Saturday Night Gym Club – How To Build A Life Raft EP
"How To Build A Life Raft"
Water. That’s what you hear. Not “current” or “waves” because those imply only single forms of water. It has many, after all. A lot of the time it just creeps up on ya, like a brewing rainstorm. You don’t notice it at first, as it’s just clouding over. Maybe a slight drizzle starts up; suddenly, it’s pouring.
Like melodic dubstep. The infinitely more tolerable cousin to the current “it” sub-genre, melodic dubstep has been inching its way into mainstream consciousness for a few years now. Dubstep proper has, unfortunately, eased itself into the pop zeitgeist so it was only a matter of time before offshoots followed. But unlike dub, its relative is not an over-caffeinated annoyance.
Instead, acts like Blackmill and Anglo-Irish start-ups Saturday Night Gym Club have (thankfully) taken the hyperactive electronic squeaks and squonks down a notch and created a candy-cane swirl of lush white noise. SNGC’s debut EP, How To Build A Life Raft, is just that, too: lush. Drums click and clack, synths rock back and forth, and vocals float atop a haze of fizzy… water. And it’s all mixed together into an opulent, unbridled bubble bath of sound. ‘Green Light,’ for example, opens with a swaying synth line riding over skittering hi-hats before the drums calm into a simple 4/4 rave beat. ‘The Ballroom Scene,’ conversely, starts out similarly – a stuttering beat and churning electronics – but retains its whitecap-esque personality throughout in much the same way you’d keep pace with your partner, on – you guessed it – the ballroom floor.

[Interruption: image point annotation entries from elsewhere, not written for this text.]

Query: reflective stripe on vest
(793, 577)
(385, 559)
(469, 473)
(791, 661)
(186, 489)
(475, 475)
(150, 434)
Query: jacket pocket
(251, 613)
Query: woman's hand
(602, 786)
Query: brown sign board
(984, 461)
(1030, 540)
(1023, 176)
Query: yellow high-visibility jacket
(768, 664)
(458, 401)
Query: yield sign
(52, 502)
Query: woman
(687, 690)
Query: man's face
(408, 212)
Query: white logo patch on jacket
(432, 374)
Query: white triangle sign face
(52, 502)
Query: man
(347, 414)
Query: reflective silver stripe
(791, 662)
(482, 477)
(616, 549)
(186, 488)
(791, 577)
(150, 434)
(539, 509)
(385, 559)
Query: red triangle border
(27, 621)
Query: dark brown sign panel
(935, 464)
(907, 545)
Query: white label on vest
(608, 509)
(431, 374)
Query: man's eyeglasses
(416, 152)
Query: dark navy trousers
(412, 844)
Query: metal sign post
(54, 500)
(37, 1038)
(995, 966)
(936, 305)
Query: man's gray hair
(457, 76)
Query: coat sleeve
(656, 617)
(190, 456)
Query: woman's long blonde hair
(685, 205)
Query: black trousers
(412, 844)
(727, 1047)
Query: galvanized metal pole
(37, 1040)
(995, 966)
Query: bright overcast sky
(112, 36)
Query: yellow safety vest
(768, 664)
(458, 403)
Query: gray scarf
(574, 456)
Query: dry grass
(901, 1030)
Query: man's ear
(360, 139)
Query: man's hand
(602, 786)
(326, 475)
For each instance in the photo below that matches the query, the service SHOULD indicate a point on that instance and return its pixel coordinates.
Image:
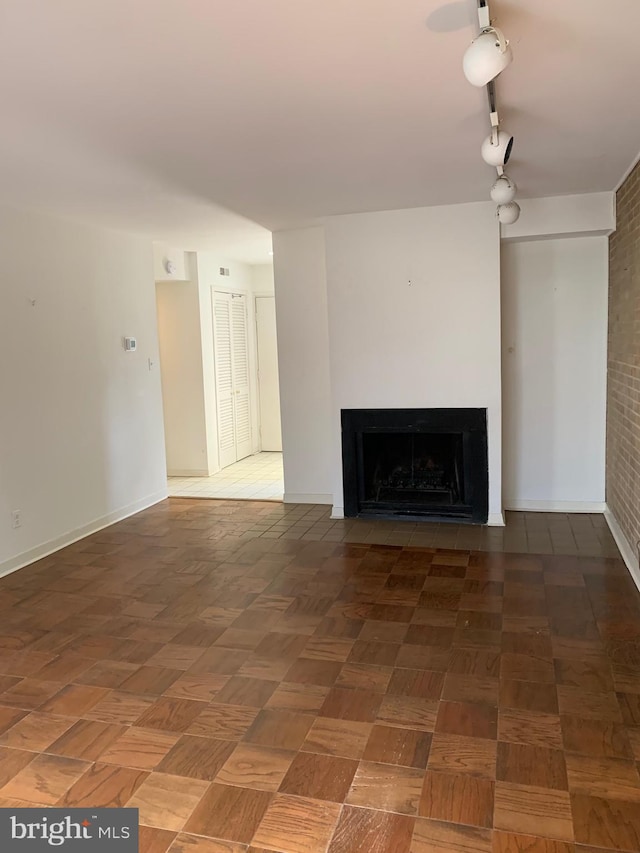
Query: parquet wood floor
(275, 694)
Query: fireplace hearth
(415, 464)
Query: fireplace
(416, 464)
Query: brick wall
(623, 396)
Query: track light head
(504, 190)
(508, 213)
(487, 55)
(496, 149)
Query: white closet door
(224, 378)
(231, 350)
(240, 366)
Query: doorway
(231, 358)
(268, 381)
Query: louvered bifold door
(222, 343)
(240, 371)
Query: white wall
(262, 279)
(178, 259)
(414, 318)
(182, 378)
(303, 358)
(554, 368)
(565, 215)
(80, 418)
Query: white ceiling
(162, 116)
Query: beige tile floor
(258, 477)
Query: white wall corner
(293, 498)
(19, 561)
(626, 549)
(555, 506)
(564, 216)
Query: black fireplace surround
(416, 464)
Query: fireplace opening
(413, 469)
(415, 463)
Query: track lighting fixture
(496, 149)
(487, 55)
(504, 190)
(508, 213)
(485, 58)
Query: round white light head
(497, 154)
(508, 213)
(486, 57)
(504, 190)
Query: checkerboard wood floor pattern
(304, 696)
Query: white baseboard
(555, 506)
(294, 498)
(626, 549)
(53, 545)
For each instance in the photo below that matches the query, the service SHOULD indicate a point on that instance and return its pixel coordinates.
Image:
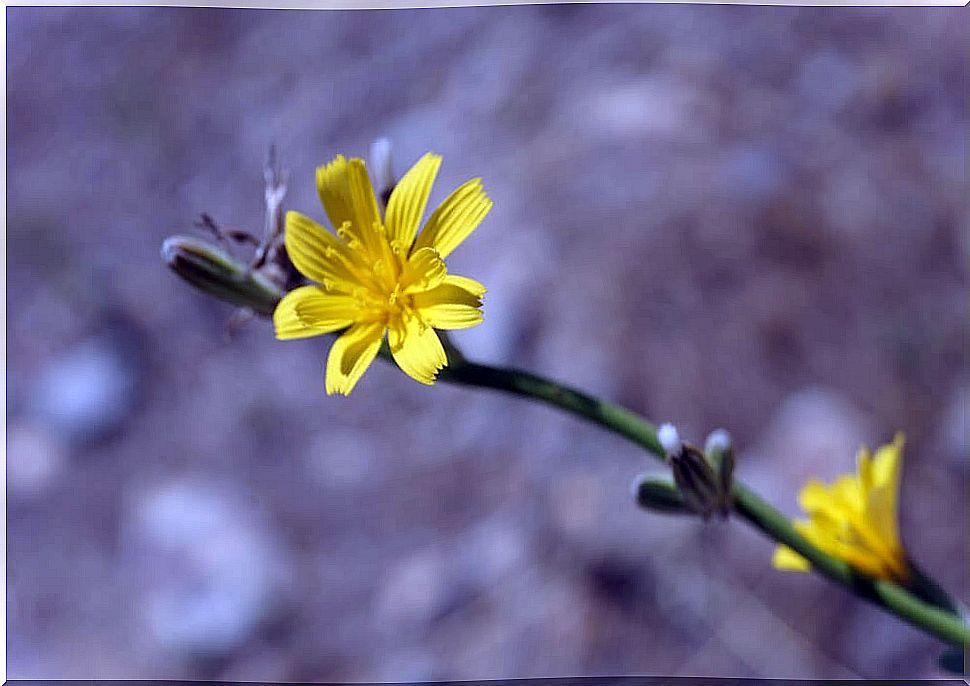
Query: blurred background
(747, 217)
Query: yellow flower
(854, 519)
(377, 275)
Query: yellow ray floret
(854, 519)
(378, 276)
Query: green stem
(891, 597)
(220, 275)
(611, 417)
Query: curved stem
(220, 275)
(891, 597)
(611, 417)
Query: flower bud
(217, 273)
(383, 168)
(696, 480)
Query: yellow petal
(788, 560)
(469, 285)
(318, 254)
(291, 320)
(417, 350)
(408, 200)
(424, 270)
(348, 196)
(455, 218)
(351, 355)
(451, 305)
(884, 497)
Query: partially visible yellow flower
(854, 519)
(378, 275)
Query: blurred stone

But the theme of water goes beyond the music, or even the obvious reference in the EP’s title. Much like the image of an endless ocean the music conjures up, the lyrics suggest infinite longing in the abyss: “Dear stranger, I’ve missed you all my life”, “I’m your voyeur/I’ve been here for years”, and “Move across the ballroom like your life depends on it”. Not to be left out, the vocals are every bit as expressive as anything else to be found here. On ‘This One Will,’ guest vocalist Chagall repeats “I’ve missed you…” not as simply a statement of fact, but as an admission to herself that she’s clearly been ignoring for years. Emotion, after all, can be as boundless as any ocean.